The
advantage of the biphasic indentation technique for
cartilage is that a single measurement can give you the
aggregate modulus, the Poisson's ratio and the permeability
of cartilage. While there are other methods to measure
all of those things, this is the only technique that
can give a good value for all of them without assuming what
the others are. For instance, older methods of
determining the aggregate modulus often made an assumption
on what the Poisson's ratio was. Before this technique was
perfected, a common assumption was that the Poisson's ratio
for the solid phase of cartilage was near 0.5. We now
know that it is usually closer to 0 or 0.1.

One
of the exciting things that we have recently discovered is
that tissue engineering of some materials can modify their
viscoelastic properties so that they display a response that
fits the biphasic theory of cartilage, where they did not
before. Shown are two creep indentation curves of an
SIS (porcine small intestinal submucosa) material.
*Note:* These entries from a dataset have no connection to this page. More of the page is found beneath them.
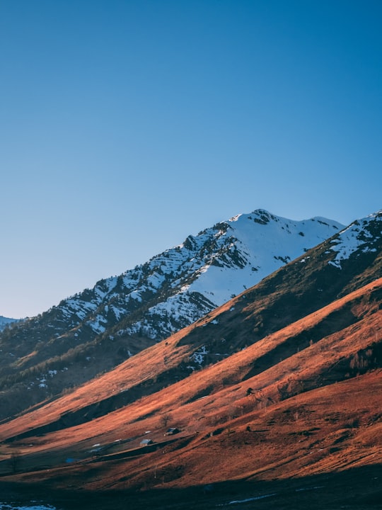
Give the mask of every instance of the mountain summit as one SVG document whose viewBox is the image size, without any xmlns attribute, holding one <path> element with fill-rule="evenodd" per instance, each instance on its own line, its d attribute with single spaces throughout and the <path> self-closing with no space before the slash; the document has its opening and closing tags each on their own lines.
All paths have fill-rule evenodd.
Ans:
<svg viewBox="0 0 382 510">
<path fill-rule="evenodd" d="M 192 324 L 342 227 L 262 209 L 238 215 L 13 326 L 0 336 L 3 352 L 16 360 L 9 364 L 3 356 L 14 392 L 8 405 L 23 405 L 16 382 L 23 381 L 23 394 L 26 385 L 33 403 L 88 380 Z"/>
</svg>

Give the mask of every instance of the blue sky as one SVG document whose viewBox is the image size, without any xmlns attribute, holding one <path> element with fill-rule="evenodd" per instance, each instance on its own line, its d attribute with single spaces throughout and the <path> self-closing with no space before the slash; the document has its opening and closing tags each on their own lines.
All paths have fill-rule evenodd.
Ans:
<svg viewBox="0 0 382 510">
<path fill-rule="evenodd" d="M 262 208 L 382 208 L 380 0 L 1 0 L 0 315 Z"/>
</svg>

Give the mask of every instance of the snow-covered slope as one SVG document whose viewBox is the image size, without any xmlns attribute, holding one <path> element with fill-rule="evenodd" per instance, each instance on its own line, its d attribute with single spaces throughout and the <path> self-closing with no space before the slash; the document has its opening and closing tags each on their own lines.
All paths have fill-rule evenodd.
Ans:
<svg viewBox="0 0 382 510">
<path fill-rule="evenodd" d="M 379 244 L 382 230 L 382 210 L 357 220 L 333 239 L 331 250 L 337 252 L 330 264 L 341 268 L 341 263 L 355 252 L 376 251 L 374 244 Z"/>
<path fill-rule="evenodd" d="M 342 225 L 292 221 L 257 210 L 189 236 L 180 246 L 60 303 L 60 319 L 94 334 L 159 340 L 192 324 Z M 78 332 L 77 332 L 78 334 Z"/>
</svg>

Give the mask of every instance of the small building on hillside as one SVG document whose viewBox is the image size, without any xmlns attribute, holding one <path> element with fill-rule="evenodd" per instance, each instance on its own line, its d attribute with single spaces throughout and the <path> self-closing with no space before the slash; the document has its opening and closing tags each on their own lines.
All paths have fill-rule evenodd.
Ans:
<svg viewBox="0 0 382 510">
<path fill-rule="evenodd" d="M 178 432 L 180 432 L 179 429 L 176 429 L 175 427 L 171 427 L 171 429 L 169 429 L 167 432 L 166 433 L 166 436 L 173 436 L 175 434 L 178 434 Z"/>
<path fill-rule="evenodd" d="M 153 444 L 154 441 L 152 439 L 142 439 L 139 443 L 141 446 L 148 446 L 149 444 Z"/>
</svg>

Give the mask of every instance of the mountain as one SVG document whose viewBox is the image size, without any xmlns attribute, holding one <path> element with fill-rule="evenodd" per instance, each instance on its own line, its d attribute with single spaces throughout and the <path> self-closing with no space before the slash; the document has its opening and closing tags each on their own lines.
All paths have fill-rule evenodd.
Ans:
<svg viewBox="0 0 382 510">
<path fill-rule="evenodd" d="M 15 324 L 0 336 L 0 418 L 110 370 L 342 227 L 263 210 L 238 215 Z"/>
<path fill-rule="evenodd" d="M 13 322 L 18 322 L 19 320 L 19 319 L 9 319 L 8 317 L 0 315 L 0 332 L 2 332 L 7 326 L 9 326 Z"/>
<path fill-rule="evenodd" d="M 380 211 L 4 420 L 0 487 L 94 509 L 379 508 L 381 234 Z"/>
</svg>

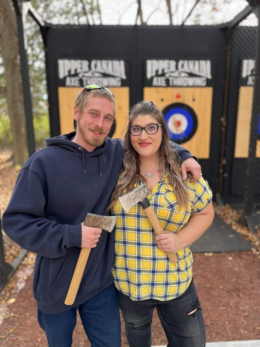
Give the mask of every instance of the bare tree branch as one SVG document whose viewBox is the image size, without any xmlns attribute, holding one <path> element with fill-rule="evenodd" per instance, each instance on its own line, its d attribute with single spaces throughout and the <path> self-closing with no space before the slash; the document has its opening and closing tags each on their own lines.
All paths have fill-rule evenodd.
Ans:
<svg viewBox="0 0 260 347">
<path fill-rule="evenodd" d="M 123 16 L 123 15 L 124 15 L 125 13 L 125 12 L 126 12 L 126 11 L 127 11 L 127 10 L 129 10 L 129 8 L 130 8 L 132 6 L 133 6 L 133 5 L 135 5 L 135 4 L 136 4 L 135 1 L 133 1 L 132 2 L 131 2 L 131 3 L 130 3 L 127 6 L 127 7 L 126 7 L 125 8 L 125 9 L 124 9 L 123 10 L 120 14 L 120 15 L 119 15 L 119 17 L 118 17 L 118 24 L 119 24 L 119 25 L 120 24 L 120 22 L 121 21 L 121 19 L 122 19 L 122 17 Z"/>
<path fill-rule="evenodd" d="M 170 24 L 172 25 L 172 8 L 171 7 L 171 0 L 166 0 L 166 5 L 168 8 L 168 13 L 170 20 Z"/>
<path fill-rule="evenodd" d="M 84 13 L 86 16 L 86 18 L 87 18 L 87 23 L 88 25 L 89 25 L 89 21 L 88 20 L 88 15 L 87 13 L 87 11 L 86 10 L 86 7 L 85 7 L 85 5 L 83 2 L 83 0 L 80 0 L 81 1 L 81 3 L 82 4 L 82 6 L 83 7 L 83 11 L 84 11 Z"/>
<path fill-rule="evenodd" d="M 148 21 L 150 19 L 150 18 L 151 17 L 151 16 L 152 16 L 153 15 L 153 14 L 154 13 L 155 13 L 155 12 L 156 12 L 156 11 L 158 11 L 158 10 L 159 10 L 159 8 L 160 8 L 160 1 L 159 1 L 159 2 L 158 3 L 158 4 L 157 5 L 157 6 L 155 8 L 155 9 L 154 10 L 153 10 L 153 11 L 152 11 L 150 14 L 147 17 L 147 19 L 146 19 L 146 22 L 145 23 L 145 24 L 147 24 L 147 22 L 148 22 Z"/>
<path fill-rule="evenodd" d="M 97 0 L 97 11 L 99 15 L 99 19 L 100 21 L 100 24 L 102 25 L 102 21 L 101 20 L 101 13 L 100 11 L 100 8 L 99 7 L 99 1 L 98 0 Z"/>
<path fill-rule="evenodd" d="M 137 3 L 138 3 L 138 9 L 137 10 L 137 14 L 136 16 L 136 24 L 137 22 L 137 18 L 138 18 L 138 16 L 140 17 L 140 20 L 141 21 L 141 25 L 146 24 L 146 23 L 145 23 L 144 22 L 144 20 L 142 18 L 142 7 L 141 5 L 141 0 L 137 0 Z"/>
<path fill-rule="evenodd" d="M 76 8 L 76 11 L 77 11 L 77 15 L 78 17 L 78 24 L 79 24 L 79 11 L 78 11 L 78 0 L 75 0 L 75 7 Z"/>
<path fill-rule="evenodd" d="M 96 23 L 95 22 L 95 20 L 94 20 L 94 17 L 93 15 L 93 14 L 94 13 L 94 5 L 93 3 L 93 0 L 90 0 L 90 16 L 91 16 L 91 17 L 92 18 L 92 20 L 93 21 L 93 24 L 95 25 Z"/>
</svg>

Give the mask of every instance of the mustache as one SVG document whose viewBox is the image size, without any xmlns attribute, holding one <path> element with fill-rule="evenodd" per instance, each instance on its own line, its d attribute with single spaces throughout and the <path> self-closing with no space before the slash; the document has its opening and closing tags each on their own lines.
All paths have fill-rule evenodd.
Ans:
<svg viewBox="0 0 260 347">
<path fill-rule="evenodd" d="M 100 129 L 99 128 L 91 128 L 89 127 L 88 129 L 90 130 L 92 130 L 92 131 L 96 132 L 96 133 L 100 133 L 101 134 L 106 133 L 104 131 L 103 129 Z"/>
</svg>

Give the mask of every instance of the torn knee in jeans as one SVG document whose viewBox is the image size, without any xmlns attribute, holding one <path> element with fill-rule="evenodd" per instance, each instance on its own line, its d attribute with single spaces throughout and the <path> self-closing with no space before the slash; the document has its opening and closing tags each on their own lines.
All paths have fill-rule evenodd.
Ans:
<svg viewBox="0 0 260 347">
<path fill-rule="evenodd" d="M 195 317 L 196 311 L 198 310 L 202 310 L 202 308 L 200 307 L 200 305 L 198 298 L 197 298 L 197 300 L 194 302 L 191 306 L 193 307 L 193 309 L 191 311 L 190 311 L 190 312 L 188 312 L 186 313 L 186 314 L 187 316 L 191 316 L 192 318 L 194 318 Z"/>
</svg>

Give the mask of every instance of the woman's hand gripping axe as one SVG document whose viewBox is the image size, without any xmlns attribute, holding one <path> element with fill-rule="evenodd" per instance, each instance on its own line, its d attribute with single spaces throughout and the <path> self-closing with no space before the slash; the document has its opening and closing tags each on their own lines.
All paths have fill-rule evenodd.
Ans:
<svg viewBox="0 0 260 347">
<path fill-rule="evenodd" d="M 145 184 L 142 184 L 126 195 L 121 196 L 119 198 L 119 202 L 126 212 L 129 211 L 138 202 L 140 202 L 153 228 L 154 233 L 157 236 L 164 234 L 164 231 L 147 198 L 147 196 L 150 194 L 150 192 L 147 186 Z M 171 263 L 176 263 L 178 261 L 178 258 L 175 253 L 165 253 Z"/>
<path fill-rule="evenodd" d="M 116 220 L 116 217 L 114 216 L 109 217 L 93 213 L 87 213 L 85 217 L 84 225 L 86 227 L 100 228 L 101 229 L 111 232 L 115 226 Z M 91 250 L 91 248 L 81 249 L 66 297 L 65 301 L 66 305 L 72 305 L 75 301 Z"/>
</svg>

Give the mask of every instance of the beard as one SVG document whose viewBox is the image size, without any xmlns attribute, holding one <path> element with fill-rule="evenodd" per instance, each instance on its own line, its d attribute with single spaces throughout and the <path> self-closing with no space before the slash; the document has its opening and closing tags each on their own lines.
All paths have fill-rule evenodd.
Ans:
<svg viewBox="0 0 260 347">
<path fill-rule="evenodd" d="M 105 139 L 101 138 L 99 137 L 90 138 L 88 137 L 84 131 L 84 129 L 81 127 L 80 122 L 78 120 L 77 122 L 77 131 L 78 132 L 80 135 L 80 136 L 90 146 L 94 147 L 98 147 L 99 146 L 101 146 L 104 143 Z M 98 129 L 95 128 L 88 128 L 90 130 L 96 132 L 101 133 L 102 134 L 105 134 L 105 133 L 102 129 Z"/>
</svg>

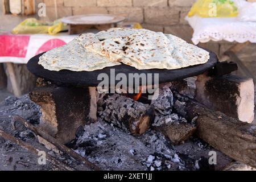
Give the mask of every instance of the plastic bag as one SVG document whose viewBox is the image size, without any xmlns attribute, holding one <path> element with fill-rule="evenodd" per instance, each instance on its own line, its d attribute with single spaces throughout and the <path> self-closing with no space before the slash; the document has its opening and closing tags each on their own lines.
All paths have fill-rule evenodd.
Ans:
<svg viewBox="0 0 256 182">
<path fill-rule="evenodd" d="M 191 17 L 197 15 L 201 17 L 234 17 L 238 10 L 233 0 L 197 0 L 188 13 Z"/>
<path fill-rule="evenodd" d="M 13 30 L 13 33 L 14 34 L 49 34 L 55 35 L 66 29 L 65 24 L 59 20 L 53 23 L 44 23 L 35 18 L 28 18 L 15 27 Z"/>
</svg>

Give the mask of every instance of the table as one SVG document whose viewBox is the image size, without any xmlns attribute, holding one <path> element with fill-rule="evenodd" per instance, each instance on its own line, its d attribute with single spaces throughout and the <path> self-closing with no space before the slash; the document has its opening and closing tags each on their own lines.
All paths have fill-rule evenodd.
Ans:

The
indentation curve of the basic non-modified SIS material
does not match the theoretical indentation curves of
cartilage very well (Figure 1). But, after seeding the
material with canine chondrocytes and implanting it in the
back of a mouse for 24 weeks, one of our samples showed a
close fit to the theoretical curve for cartilage (Figure
2). This means that one can demonstrate cartilage-like
viscoelasticity by showing a close fit of the indentation
curve of the material to the biphasic theory.
When such tissue-engineered cartilage demonstrates
biphasic viscoelasticity, one can then determine the value
of its aggregate modulus, Poisson's ratio, shear modulus and
permeability from a single indentation test.